4 Yeshiva, est l’école avancée où les jeunes gens étudiaient les textes talmudiques et les commentaires.

5 Il s’agit de la section juive du Parti communiste soviétique.

6 Membres de la Yevsektsiya.

7 Le mont Hor est le nom donné dans la Bible à deux montagnes distinctes. L’une borde le pays d’Edom dans la région située au sud de la mer Morte, et l’autre se trouve au bord de la mer Méditerranée, à la frontière nord du pays d’Israël. Le premier mont Hor est particulièrement important pour les Israélites car le grand prêtre Aaron, frère de Moïse, y est mort.

8 Faisait partie du hassidisme Chabad ou Loubavitch.

9 Livre contenant les prières et les pièces liturgiques des fêtes revenant chaque année, à savoir les Jours redoutables et les Trois Fêtes de Pèlerinage.
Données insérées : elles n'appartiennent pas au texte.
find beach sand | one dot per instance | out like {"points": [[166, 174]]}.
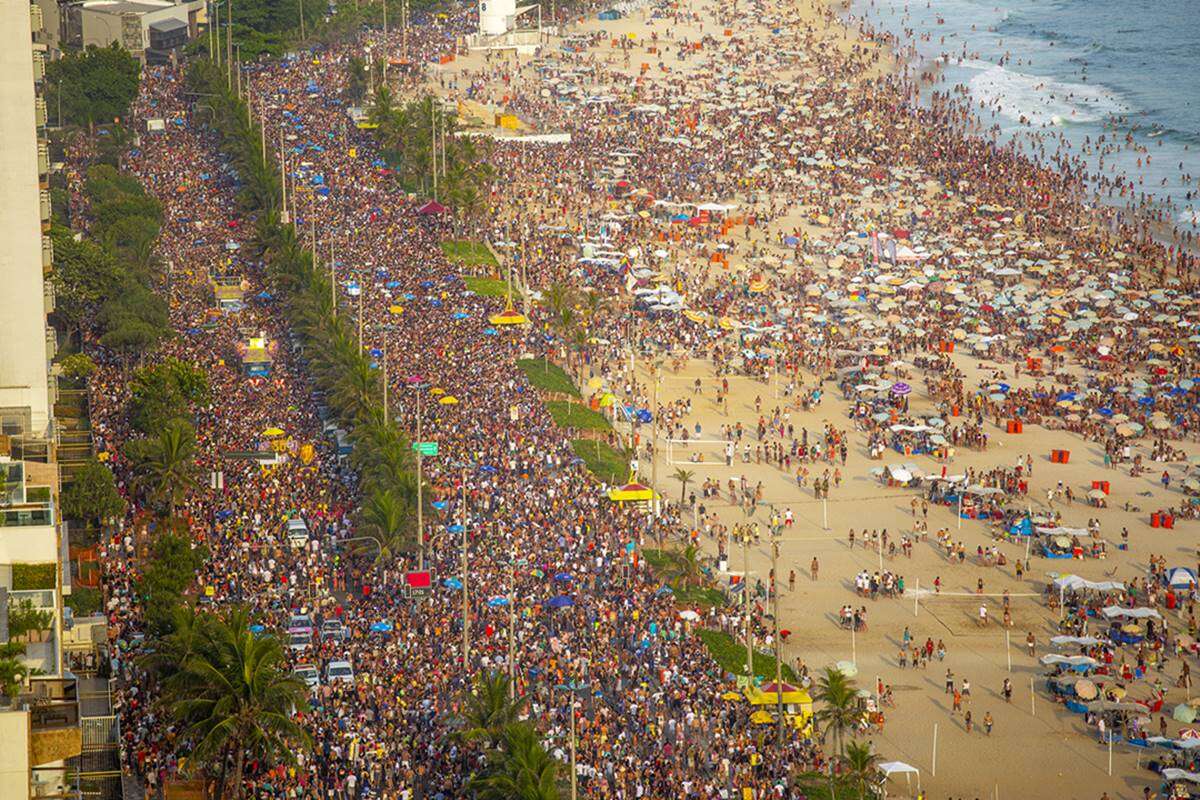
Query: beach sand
{"points": [[1037, 750]]}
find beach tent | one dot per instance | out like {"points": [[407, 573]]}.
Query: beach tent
{"points": [[1114, 612], [1181, 577], [431, 208], [898, 768]]}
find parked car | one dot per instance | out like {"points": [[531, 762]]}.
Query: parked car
{"points": [[333, 630], [340, 672], [309, 674], [300, 641], [298, 533]]}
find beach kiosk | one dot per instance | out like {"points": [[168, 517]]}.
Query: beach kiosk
{"points": [[256, 354], [228, 294]]}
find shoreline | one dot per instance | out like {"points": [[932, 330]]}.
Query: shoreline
{"points": [[1169, 230]]}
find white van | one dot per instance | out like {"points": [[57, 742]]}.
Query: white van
{"points": [[298, 533]]}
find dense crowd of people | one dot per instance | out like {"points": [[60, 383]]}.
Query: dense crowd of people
{"points": [[616, 651]]}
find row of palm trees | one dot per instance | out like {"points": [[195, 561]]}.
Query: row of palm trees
{"points": [[353, 388], [232, 695], [837, 719], [519, 767]]}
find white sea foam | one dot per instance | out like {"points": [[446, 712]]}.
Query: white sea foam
{"points": [[1043, 101]]}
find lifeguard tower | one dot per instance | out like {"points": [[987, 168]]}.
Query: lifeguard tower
{"points": [[257, 355], [504, 25]]}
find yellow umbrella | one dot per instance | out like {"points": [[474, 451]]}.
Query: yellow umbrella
{"points": [[508, 317], [630, 493]]}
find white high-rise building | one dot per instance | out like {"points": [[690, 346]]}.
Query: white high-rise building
{"points": [[27, 344]]}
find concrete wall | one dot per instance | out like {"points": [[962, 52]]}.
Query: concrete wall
{"points": [[23, 364], [15, 753]]}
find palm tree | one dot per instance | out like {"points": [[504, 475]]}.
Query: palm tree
{"points": [[489, 709], [166, 470], [385, 517], [234, 697], [684, 477], [862, 769], [520, 769], [684, 567], [839, 705]]}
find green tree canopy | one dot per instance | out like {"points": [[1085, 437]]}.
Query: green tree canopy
{"points": [[93, 493], [168, 573], [163, 392], [91, 86]]}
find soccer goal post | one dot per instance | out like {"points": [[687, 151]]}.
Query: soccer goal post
{"points": [[697, 452]]}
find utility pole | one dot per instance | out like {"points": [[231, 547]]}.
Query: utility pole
{"points": [[779, 647], [361, 292], [229, 43], [513, 619], [654, 441], [385, 378], [433, 146], [283, 175], [745, 594], [466, 618], [420, 504], [574, 776]]}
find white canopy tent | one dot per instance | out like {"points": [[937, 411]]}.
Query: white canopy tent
{"points": [[899, 768]]}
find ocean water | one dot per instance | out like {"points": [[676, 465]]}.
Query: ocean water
{"points": [[1074, 70]]}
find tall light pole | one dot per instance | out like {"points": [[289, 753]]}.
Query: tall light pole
{"points": [[414, 382], [745, 593], [779, 647]]}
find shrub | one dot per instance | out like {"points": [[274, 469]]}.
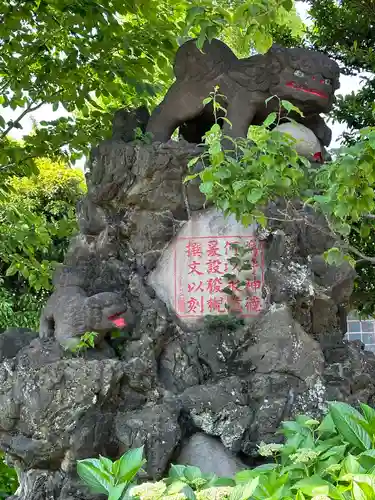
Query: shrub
{"points": [[331, 459]]}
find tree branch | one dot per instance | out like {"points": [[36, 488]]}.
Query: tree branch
{"points": [[29, 109]]}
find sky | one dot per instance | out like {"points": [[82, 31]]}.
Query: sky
{"points": [[348, 85]]}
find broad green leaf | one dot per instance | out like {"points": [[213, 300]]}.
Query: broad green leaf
{"points": [[368, 412], [327, 425], [255, 195], [176, 487], [244, 491], [177, 471], [107, 464], [367, 459], [343, 417], [192, 473], [312, 486], [116, 492]]}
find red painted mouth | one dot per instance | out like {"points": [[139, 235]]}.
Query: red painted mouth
{"points": [[296, 86], [117, 320]]}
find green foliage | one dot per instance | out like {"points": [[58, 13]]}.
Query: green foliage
{"points": [[332, 459], [20, 309], [88, 58], [8, 479], [111, 478], [36, 221], [345, 31], [243, 178], [253, 172]]}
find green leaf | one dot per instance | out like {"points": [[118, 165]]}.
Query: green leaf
{"points": [[288, 4], [334, 256], [192, 473], [176, 487], [130, 464], [271, 118], [244, 491], [206, 187], [368, 412], [255, 195], [91, 473], [312, 486], [106, 463], [116, 492], [177, 471], [367, 459], [343, 416]]}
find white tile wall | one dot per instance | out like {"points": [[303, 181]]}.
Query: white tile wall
{"points": [[363, 330]]}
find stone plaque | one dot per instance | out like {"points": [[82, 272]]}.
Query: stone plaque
{"points": [[195, 268]]}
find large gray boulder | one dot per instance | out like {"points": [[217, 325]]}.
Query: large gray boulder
{"points": [[224, 381]]}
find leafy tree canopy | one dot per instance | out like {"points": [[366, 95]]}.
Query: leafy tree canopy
{"points": [[92, 56], [37, 218], [345, 30]]}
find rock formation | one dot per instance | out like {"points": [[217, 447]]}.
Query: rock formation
{"points": [[180, 371]]}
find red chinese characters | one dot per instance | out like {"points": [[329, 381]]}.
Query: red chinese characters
{"points": [[201, 264]]}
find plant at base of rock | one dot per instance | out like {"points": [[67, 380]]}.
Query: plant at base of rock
{"points": [[333, 459], [85, 341], [114, 479], [8, 479]]}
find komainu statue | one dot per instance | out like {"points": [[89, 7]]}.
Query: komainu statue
{"points": [[304, 77]]}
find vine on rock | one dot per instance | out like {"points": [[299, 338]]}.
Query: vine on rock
{"points": [[242, 176]]}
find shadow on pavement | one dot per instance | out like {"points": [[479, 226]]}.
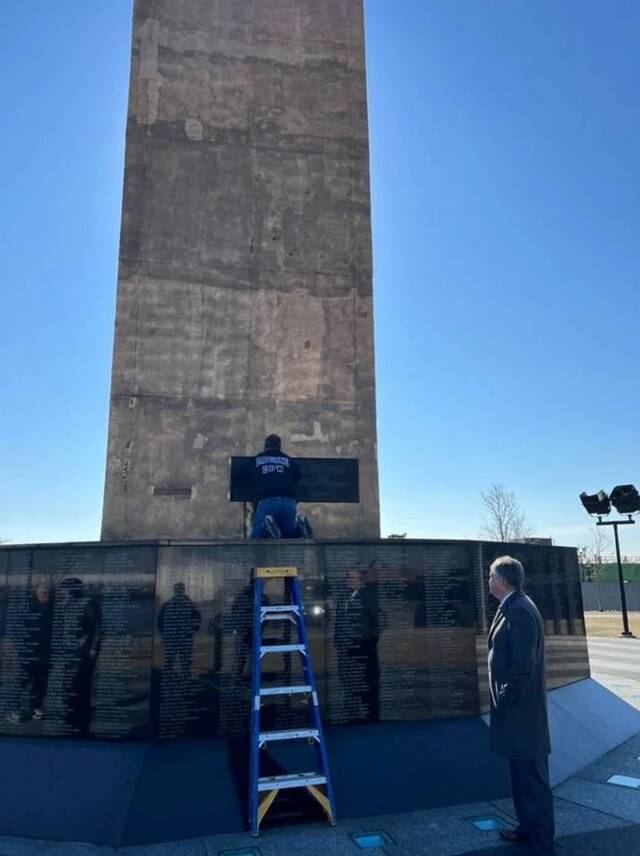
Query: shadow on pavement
{"points": [[621, 841]]}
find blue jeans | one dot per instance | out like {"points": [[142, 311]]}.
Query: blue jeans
{"points": [[283, 511]]}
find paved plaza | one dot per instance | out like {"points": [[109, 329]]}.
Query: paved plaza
{"points": [[593, 816]]}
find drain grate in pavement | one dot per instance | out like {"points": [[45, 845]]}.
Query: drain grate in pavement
{"points": [[243, 851], [369, 840], [486, 824], [624, 781]]}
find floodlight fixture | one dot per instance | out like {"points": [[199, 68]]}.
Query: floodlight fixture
{"points": [[626, 499], [596, 503]]}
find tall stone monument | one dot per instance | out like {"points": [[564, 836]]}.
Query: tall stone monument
{"points": [[244, 300]]}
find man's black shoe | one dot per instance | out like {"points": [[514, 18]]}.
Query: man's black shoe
{"points": [[271, 527], [514, 836]]}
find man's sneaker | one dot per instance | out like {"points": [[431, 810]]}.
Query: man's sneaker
{"points": [[271, 527], [304, 527]]}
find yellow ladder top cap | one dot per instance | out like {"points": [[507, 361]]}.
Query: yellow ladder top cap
{"points": [[276, 572]]}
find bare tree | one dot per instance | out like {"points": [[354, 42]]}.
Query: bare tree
{"points": [[505, 520], [593, 556]]}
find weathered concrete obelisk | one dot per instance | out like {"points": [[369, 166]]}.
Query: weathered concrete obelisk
{"points": [[245, 282]]}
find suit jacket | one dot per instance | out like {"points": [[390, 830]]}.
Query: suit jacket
{"points": [[519, 725]]}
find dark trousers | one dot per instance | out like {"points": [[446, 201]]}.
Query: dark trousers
{"points": [[533, 801]]}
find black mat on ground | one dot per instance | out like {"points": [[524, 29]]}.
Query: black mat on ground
{"points": [[143, 794]]}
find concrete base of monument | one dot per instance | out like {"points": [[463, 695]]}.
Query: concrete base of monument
{"points": [[144, 794]]}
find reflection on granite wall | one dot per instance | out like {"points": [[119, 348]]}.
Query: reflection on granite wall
{"points": [[152, 641]]}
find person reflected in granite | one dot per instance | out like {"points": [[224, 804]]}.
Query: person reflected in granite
{"points": [[40, 620], [81, 619], [356, 634], [178, 621], [33, 650]]}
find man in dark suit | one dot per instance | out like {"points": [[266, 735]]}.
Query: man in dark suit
{"points": [[519, 726]]}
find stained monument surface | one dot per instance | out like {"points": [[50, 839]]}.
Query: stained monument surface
{"points": [[245, 279]]}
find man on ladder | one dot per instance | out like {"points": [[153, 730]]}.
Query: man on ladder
{"points": [[275, 475]]}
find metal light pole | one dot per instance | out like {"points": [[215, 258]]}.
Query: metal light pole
{"points": [[623, 594], [626, 500]]}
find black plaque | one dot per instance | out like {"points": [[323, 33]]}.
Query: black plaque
{"points": [[322, 480]]}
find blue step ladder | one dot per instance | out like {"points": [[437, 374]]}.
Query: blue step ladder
{"points": [[264, 790]]}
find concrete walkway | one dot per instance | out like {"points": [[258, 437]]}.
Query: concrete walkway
{"points": [[594, 817]]}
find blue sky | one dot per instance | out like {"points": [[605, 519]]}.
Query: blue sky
{"points": [[505, 164]]}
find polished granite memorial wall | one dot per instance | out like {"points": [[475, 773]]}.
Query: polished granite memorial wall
{"points": [[151, 641]]}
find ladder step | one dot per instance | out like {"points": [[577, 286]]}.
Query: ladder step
{"points": [[282, 649], [296, 780], [292, 690], [300, 734], [280, 616], [285, 607]]}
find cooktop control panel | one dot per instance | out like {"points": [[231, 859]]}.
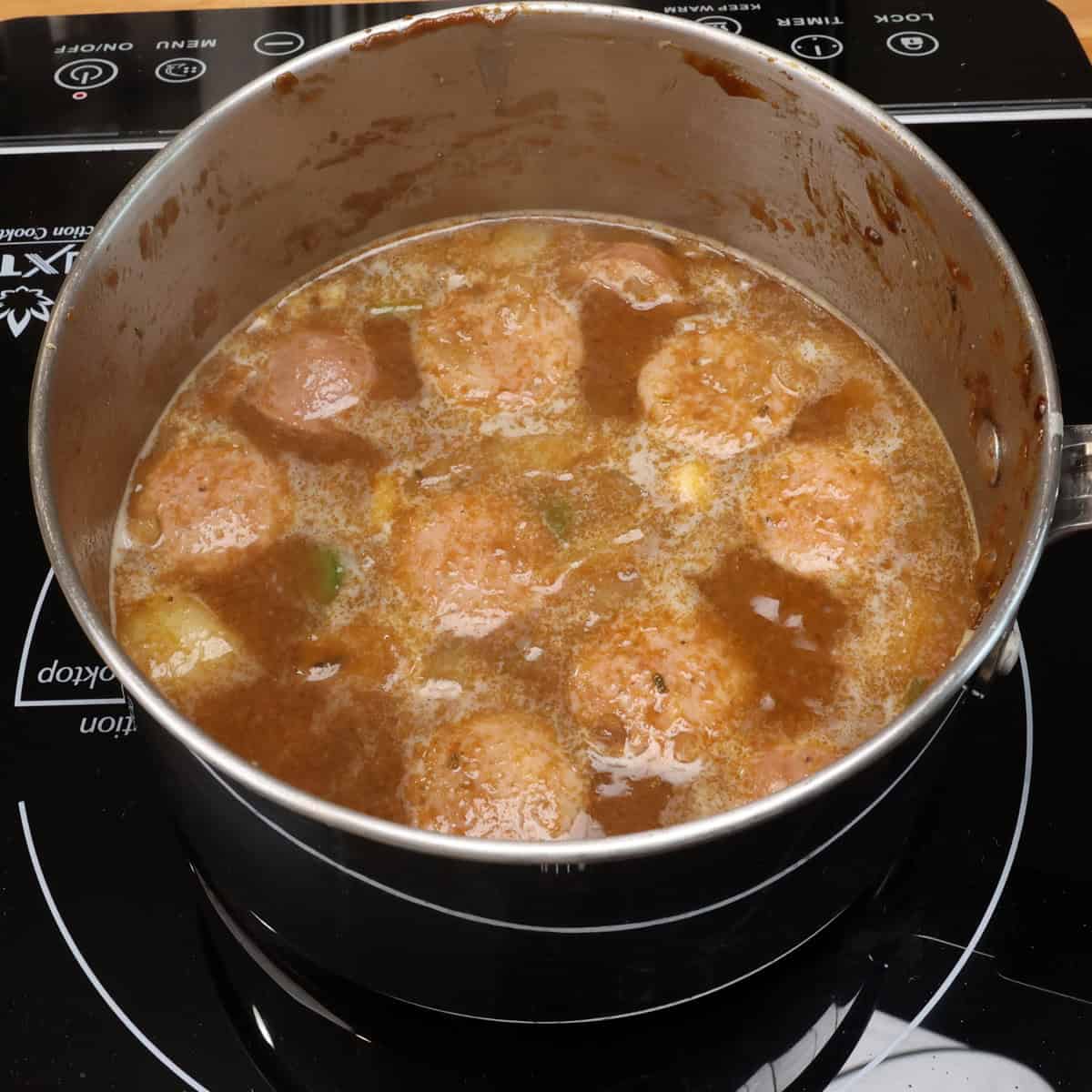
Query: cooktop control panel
{"points": [[147, 76]]}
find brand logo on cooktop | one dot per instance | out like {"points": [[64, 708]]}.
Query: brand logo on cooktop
{"points": [[32, 252], [17, 306]]}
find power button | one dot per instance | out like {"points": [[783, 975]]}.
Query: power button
{"points": [[86, 75]]}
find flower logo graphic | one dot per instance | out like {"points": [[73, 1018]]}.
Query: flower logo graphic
{"points": [[21, 305]]}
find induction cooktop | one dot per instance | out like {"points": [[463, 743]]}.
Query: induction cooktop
{"points": [[969, 967]]}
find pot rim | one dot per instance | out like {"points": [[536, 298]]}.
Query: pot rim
{"points": [[995, 625]]}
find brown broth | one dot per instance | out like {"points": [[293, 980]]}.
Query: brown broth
{"points": [[640, 530]]}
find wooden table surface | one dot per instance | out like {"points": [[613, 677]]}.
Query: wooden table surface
{"points": [[1079, 11]]}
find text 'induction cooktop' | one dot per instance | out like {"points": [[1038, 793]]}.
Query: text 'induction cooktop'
{"points": [[970, 967]]}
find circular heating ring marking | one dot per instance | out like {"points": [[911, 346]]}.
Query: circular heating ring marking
{"points": [[92, 977], [851, 1080], [614, 927]]}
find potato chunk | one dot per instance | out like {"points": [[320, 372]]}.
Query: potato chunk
{"points": [[176, 637]]}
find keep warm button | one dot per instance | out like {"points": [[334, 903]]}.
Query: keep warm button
{"points": [[913, 44]]}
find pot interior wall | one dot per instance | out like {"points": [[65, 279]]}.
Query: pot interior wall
{"points": [[540, 110]]}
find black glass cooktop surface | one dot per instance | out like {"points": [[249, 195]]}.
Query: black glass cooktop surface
{"points": [[969, 969]]}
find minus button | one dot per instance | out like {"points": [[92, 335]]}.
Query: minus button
{"points": [[278, 43]]}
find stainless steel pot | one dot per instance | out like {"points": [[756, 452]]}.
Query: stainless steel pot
{"points": [[568, 107]]}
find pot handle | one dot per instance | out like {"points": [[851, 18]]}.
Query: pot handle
{"points": [[1074, 511]]}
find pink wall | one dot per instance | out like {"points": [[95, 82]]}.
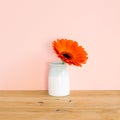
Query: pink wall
{"points": [[27, 28]]}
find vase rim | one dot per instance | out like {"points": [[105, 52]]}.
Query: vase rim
{"points": [[57, 63]]}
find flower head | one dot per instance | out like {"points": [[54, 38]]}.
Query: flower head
{"points": [[70, 52]]}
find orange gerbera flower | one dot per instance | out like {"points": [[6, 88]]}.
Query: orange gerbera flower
{"points": [[70, 52]]}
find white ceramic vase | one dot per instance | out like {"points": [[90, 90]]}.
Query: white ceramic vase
{"points": [[58, 80]]}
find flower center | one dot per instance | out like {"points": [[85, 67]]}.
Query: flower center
{"points": [[67, 55]]}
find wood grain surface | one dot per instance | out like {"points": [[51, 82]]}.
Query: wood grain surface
{"points": [[79, 105]]}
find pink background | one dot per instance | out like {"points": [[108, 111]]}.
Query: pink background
{"points": [[27, 28]]}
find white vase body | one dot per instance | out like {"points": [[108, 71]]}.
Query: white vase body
{"points": [[58, 80]]}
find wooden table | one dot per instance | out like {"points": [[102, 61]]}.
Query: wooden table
{"points": [[79, 105]]}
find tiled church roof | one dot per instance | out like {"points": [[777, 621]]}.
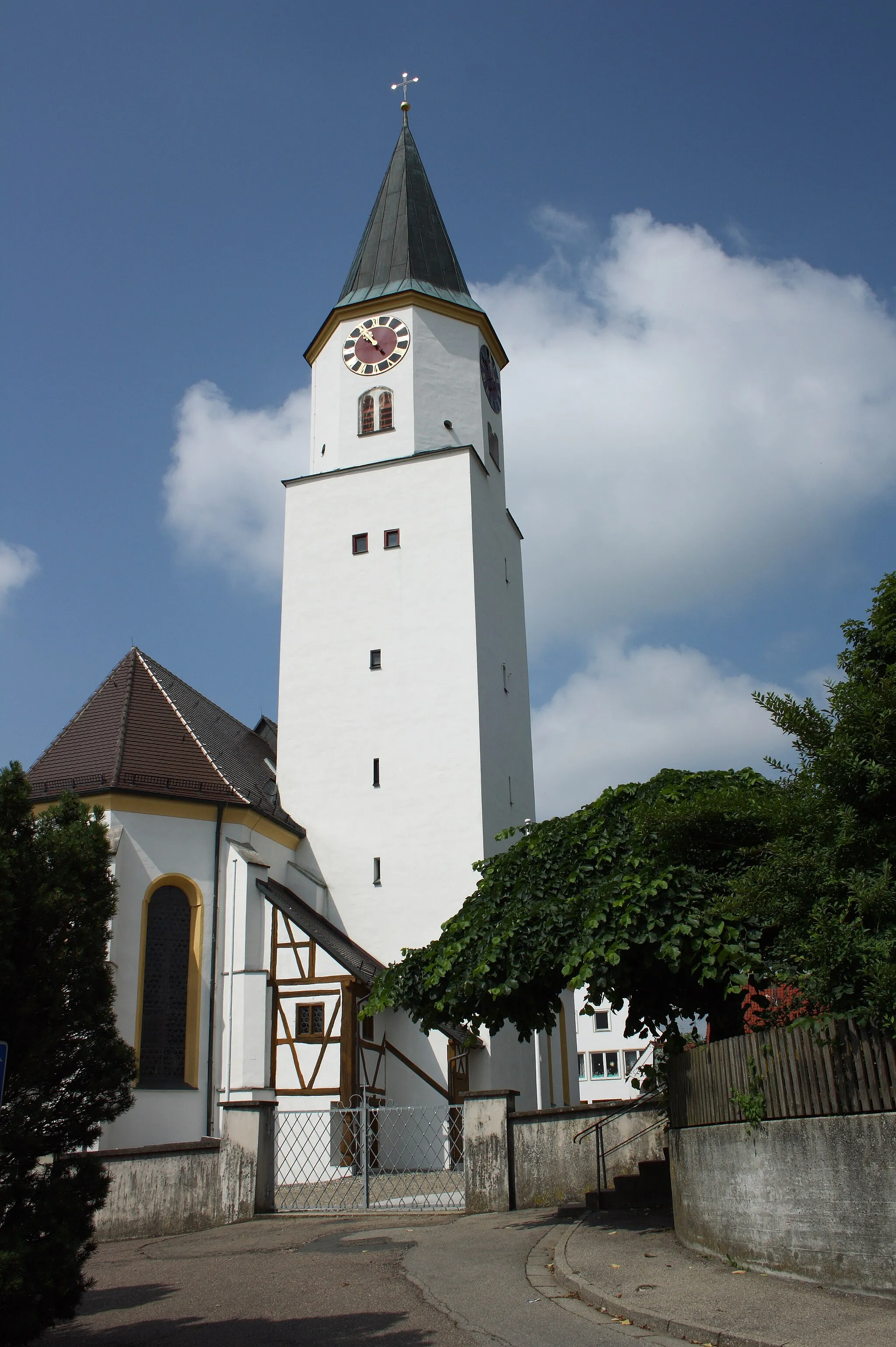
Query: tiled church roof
{"points": [[149, 732], [406, 244]]}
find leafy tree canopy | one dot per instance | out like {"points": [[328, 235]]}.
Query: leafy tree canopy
{"points": [[628, 898], [673, 895], [68, 1070], [825, 892]]}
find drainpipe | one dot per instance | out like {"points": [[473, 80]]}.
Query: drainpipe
{"points": [[214, 973]]}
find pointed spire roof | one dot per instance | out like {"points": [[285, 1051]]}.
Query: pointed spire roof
{"points": [[406, 244], [147, 732]]}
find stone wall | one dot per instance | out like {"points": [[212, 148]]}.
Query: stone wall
{"points": [[812, 1198], [517, 1160], [552, 1167]]}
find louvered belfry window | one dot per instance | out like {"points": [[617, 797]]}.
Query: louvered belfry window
{"points": [[164, 1027]]}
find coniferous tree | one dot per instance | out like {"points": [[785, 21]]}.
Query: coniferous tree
{"points": [[68, 1069]]}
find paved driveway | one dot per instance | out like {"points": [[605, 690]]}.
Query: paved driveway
{"points": [[413, 1281]]}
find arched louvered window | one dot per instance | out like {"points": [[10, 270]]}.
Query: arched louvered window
{"points": [[376, 411], [166, 968]]}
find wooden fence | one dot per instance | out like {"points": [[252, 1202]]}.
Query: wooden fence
{"points": [[804, 1073]]}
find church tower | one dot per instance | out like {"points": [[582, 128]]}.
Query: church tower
{"points": [[405, 740]]}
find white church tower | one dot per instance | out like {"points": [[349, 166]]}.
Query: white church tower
{"points": [[405, 740]]}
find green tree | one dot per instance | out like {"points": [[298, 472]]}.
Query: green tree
{"points": [[628, 896], [68, 1069], [824, 892]]}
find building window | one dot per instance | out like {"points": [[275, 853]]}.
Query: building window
{"points": [[309, 1021], [166, 968], [495, 449], [376, 411], [604, 1065]]}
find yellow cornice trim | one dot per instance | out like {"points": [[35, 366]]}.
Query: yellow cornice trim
{"points": [[401, 301], [126, 803]]}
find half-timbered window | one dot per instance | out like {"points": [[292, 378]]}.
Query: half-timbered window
{"points": [[309, 1021], [376, 411], [166, 966]]}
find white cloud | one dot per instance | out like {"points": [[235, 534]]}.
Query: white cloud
{"points": [[223, 491], [634, 712], [17, 566], [682, 424]]}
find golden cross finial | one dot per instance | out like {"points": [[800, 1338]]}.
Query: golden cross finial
{"points": [[406, 81]]}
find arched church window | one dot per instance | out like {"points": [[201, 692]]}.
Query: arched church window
{"points": [[376, 411], [166, 965]]}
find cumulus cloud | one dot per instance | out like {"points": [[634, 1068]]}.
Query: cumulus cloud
{"points": [[681, 424], [17, 566], [635, 710], [224, 499]]}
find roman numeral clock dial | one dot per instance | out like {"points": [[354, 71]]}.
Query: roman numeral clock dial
{"points": [[376, 345]]}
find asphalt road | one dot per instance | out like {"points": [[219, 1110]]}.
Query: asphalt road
{"points": [[411, 1281]]}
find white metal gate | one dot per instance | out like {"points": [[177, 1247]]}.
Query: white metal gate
{"points": [[372, 1156]]}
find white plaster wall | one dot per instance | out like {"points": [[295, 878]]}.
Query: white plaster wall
{"points": [[153, 845], [418, 714], [437, 380]]}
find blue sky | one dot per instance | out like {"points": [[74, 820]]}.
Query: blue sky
{"points": [[190, 182]]}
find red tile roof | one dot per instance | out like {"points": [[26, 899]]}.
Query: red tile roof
{"points": [[147, 732]]}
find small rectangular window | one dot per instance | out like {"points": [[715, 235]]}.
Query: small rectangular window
{"points": [[309, 1021]]}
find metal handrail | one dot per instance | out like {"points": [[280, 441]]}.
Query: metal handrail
{"points": [[620, 1113]]}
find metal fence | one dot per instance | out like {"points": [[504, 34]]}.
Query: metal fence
{"points": [[810, 1071], [372, 1156]]}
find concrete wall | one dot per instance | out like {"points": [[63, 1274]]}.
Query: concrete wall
{"points": [[813, 1198], [173, 1190], [552, 1167]]}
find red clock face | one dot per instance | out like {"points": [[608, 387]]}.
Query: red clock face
{"points": [[376, 345]]}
En ce sens, il constitue une version spécialisée du siddour, livre de prière utilisé pour les jours de semaine et le chabbat, auquel il vient en complément. L’usage du Mahzor est apparu d’abord dans les communautés ashkénazes d’Allemagne du Sud, des régions rhénanes et du nord de la Loire. Ces Mahzorim contenaient également des Kinnot, élégies composées pour commémorer les massacres et persécutions survenues au cours de l’histoire juive dans ces contrées1. L’usage s’est perpétué jusqu’à nos jours.

10 Avraham Mapou, né le 10 janvier 1808 près de Kaunas (Empire russe) et mort le 9 octobre 1867 à Königsberg, (province de Prusse) est un écrivain et pédagogue juif lituanien, un des créateurs du roman hébraïque moderne.

11 Chota Roustaveli était un écrivain géorgien du XIIe siècle. Considéré par beaucoup comme l’un des meilleurs représentants de la littérature médiévale, on le surnomme « l’Homère du Caucase ».

12 Rabbi Judah ben Salomon Al-Harizi Environ 1160-1230 est l’une des dernières grandes figures de l’Âge d’or de la culture juive en Espagne, à la fois poète, voyageur, érudit et traducteur. Enclin au mouvement, aimant les voyages, il passa rarement beaucoup de temps dans une même ville.

13 Rabbi Juda ben Shmouel ibn Alhassan haLévi, rabbin, philosophe, médecin et poète séfarade, né à Tudela dans l’émirat de Saragosse vers 1075, surnommé le Chantre de Sion. Auteur du Kuzari, il laisse huit cents poèmes dont les Odes à Sion, à sa mort vers 1141.

14 Oulpan est un institut d’apprentissage intensif de l’hébreu en Israël. Ces établissements ont été mis en place après 1948 pour faciliter l’intégration les nouveaux immigrants dans le pays.